Optional ZScoreObj (from CalcZScore() or Project_ZScore()) to use when ZScoreType = "ZScoreObj".

som_xdim, som_ydim

Optional integers for SOM grid dimensions. If NULL, a square grid with side length ceiling(n_complete^(1/3)) is used.

som_topo

SOM topology for kohonen::somgrid(), default "hexagonal".

som_neigh

SOM neighbourhood function, default "gaussian".

seed_som, seed_lpa

Integer seeds for SOM and LPA steps (defaults 934521 and 93421).

Relabel

Logical; if TRUE (default), aweSOM plots are relabeled using variable labels from the original df (via Hmisc or sjlabelled when available) by stripping the Z-score prefix.

ZScorePrefix

Character prefix used for Z-score columns when ZScoreType = "PreZScored". Default "Z_".

ZScoreVars

Optional character vector of Z-score column names to use when ZScoreType = "PreZScored". If NULL, the function attempts to infer them from variables or by detecting columns starting with ZScorePrefix.

id_col

Optional character scalar. If provided and present in df, this column is carried into ProbFit$individual for convenience.

Value

A list of class "Pipeline_SOMClust" with components:

  • method, vars_used, ZScoreType, ZScoreObject, ZScoreVars, ClusterName

  • complete_rows: logical vector (rows used for SOM/LPA)

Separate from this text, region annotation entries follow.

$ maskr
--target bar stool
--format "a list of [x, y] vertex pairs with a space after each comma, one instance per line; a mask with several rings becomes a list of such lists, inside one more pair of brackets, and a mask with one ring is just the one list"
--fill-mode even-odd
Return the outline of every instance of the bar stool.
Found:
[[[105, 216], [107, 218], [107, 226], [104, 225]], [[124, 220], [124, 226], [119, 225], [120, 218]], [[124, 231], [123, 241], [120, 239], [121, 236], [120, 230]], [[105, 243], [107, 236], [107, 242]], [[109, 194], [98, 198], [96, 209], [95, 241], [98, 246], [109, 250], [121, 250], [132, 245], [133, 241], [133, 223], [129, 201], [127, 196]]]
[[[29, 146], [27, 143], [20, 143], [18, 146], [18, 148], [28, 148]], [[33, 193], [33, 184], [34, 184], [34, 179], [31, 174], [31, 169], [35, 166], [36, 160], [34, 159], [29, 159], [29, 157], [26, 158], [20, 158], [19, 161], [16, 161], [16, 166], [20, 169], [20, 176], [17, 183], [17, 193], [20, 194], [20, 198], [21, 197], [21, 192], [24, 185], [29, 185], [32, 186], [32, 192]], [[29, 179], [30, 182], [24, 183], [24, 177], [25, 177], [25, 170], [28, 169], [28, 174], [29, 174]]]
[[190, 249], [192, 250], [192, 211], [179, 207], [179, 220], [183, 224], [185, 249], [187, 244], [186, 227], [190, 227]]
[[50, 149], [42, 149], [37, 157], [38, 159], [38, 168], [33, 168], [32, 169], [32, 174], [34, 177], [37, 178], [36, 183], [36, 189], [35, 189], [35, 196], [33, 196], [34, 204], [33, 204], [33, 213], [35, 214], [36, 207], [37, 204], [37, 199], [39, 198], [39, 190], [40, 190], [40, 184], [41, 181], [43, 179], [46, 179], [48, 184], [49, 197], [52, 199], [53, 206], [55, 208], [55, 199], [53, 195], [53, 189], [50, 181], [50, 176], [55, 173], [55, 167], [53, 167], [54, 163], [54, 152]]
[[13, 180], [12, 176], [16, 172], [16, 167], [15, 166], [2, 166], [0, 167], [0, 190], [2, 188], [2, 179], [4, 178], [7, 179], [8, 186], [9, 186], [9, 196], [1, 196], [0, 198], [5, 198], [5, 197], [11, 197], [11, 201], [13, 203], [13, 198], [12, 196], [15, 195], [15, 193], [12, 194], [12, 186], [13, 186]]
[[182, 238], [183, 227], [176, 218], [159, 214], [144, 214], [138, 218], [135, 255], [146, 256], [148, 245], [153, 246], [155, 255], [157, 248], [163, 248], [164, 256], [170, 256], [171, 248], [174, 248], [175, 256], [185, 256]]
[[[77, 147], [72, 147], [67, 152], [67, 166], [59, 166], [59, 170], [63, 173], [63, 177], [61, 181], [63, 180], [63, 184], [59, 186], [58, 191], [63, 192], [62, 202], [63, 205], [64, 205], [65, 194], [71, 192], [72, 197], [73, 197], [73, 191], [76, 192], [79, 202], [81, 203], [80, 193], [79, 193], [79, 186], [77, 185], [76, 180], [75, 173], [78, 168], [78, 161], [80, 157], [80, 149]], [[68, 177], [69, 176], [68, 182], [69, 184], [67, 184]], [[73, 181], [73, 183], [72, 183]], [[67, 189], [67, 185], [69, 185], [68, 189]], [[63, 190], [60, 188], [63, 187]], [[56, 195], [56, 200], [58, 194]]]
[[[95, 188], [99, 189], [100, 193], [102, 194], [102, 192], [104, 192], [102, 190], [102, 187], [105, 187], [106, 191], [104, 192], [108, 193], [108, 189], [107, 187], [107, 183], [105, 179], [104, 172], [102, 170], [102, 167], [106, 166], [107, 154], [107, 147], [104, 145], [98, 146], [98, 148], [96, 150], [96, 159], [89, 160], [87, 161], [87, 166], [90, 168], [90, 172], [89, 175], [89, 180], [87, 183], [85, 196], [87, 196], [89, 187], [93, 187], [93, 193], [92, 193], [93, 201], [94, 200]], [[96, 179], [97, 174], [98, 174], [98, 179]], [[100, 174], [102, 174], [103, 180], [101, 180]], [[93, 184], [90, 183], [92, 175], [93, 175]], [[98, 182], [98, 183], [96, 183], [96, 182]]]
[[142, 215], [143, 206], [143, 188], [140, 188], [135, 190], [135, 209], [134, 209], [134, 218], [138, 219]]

  • df_with_clusters: original df with .scidr_rowid and only the cluster column appended

  • fit_plot: ggplot of AIC/BIC/Entropy vs k and model

  • ModelInfo_SOM: list with som_model, som_codes, som_grid, SOMFit (distance diagnostics, baselines, and per-cluster flags), plots (aweSOM plots)

  • ModelInfo_MClust: list with lpa_models, fit_table, and AHP information

  • ProbFit: list with node (node-level posterior probabilities), individual (per-person mapping and probabilities, including .scidr_rowid), and probability plots

Details

The AHP-style index is computed by:

  1. Scaling AIC, BIC, and Entropy across candidate solutions (AIC/BIC are negated so that lower values correspond to better fit; higher scaled scores are preferred).

  2. Taking the mean of the three scaled indices. The model with the highest AHP index is recommended.

References

Saaty TL. The Analytic Hierarchy Process. McGraw–Hill, 1980.